Behold: Chicago designer and sculptor Dan Shaughnessy IV’s world of artistic wonder.
Dan Shaughnessy IV’s Bloom chandelier
A kid from Norway, the Godfather, the Bulgarian Beast and a guy named Mike—it reads like the opening scene of a comic book. Cue the secret villain. Really, it’s the origin story of Chicago-based artist, sculptor and lighting designer Dan Shaughnessy IV. And as out of this world as it may sound, it’s the honest truth.
Born in Norway, Shaughnessy arrived in Chicago as a bright-eyed School of the Art Institute of Chicago student. By happenstance, universal design or, perhaps, gravitational pull, the budding creative was introduced to three pillars of the local sculpting-cum-metalworking community who would shape this young buck into a sensation of artistry: Terrence Karpowicz, aka “the Godfather” and master of all materials; Boyan Marinov, “the Bulgarian Beast” and a problem-solving whiz; and Mike Helbing, the quirky guy and atypical artist, as Shaughnessy affectionately recalls his teachers. “You don’t really see people doing mentorships—or really in Chicago,” he says. “I was grateful to be selected and shown the ropes.”
After coming up under the greats, the artist emerged with a singular style that draws on each sculptor’s signature. “Mixing all those together in a cauldron is what I popped out as,” Shaughnessy says. “Their passion for stainless steel and steel has imprinted on me.” Now working almost exclusively with those two materials, he has forged an aesthetic that is timeless yet filled with whimsy. “I love pieces that are elegant, minimal—that have a style that’s kind of hard to put into words,” he continues, “something that stands out and that’s unique. … I find it’s a great combination [working] with stainless steel and light.”

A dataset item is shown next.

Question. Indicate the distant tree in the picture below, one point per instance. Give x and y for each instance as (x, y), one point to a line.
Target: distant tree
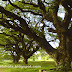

Shaughnessy’s work can be found throughout Chicago and its surrounds—from commercial-scale light fixtures to a 22-foot public sculpture in the form of a dandelion in Skokie—part of his Lorax series—to a pair massive giraffes (18 feet and 7 feet, respectively) erected in Lake Forest as a private commission on the occasion of the patron’s 50th wedding anniversary. Today, the Lorax pieces—loosely inspired by the imaginative world of Dr. Seuss—remain the cornerstone of his portfolio. “What really excites me,” Shaughnessy says, “are the custom projects… that’s right up my alley.”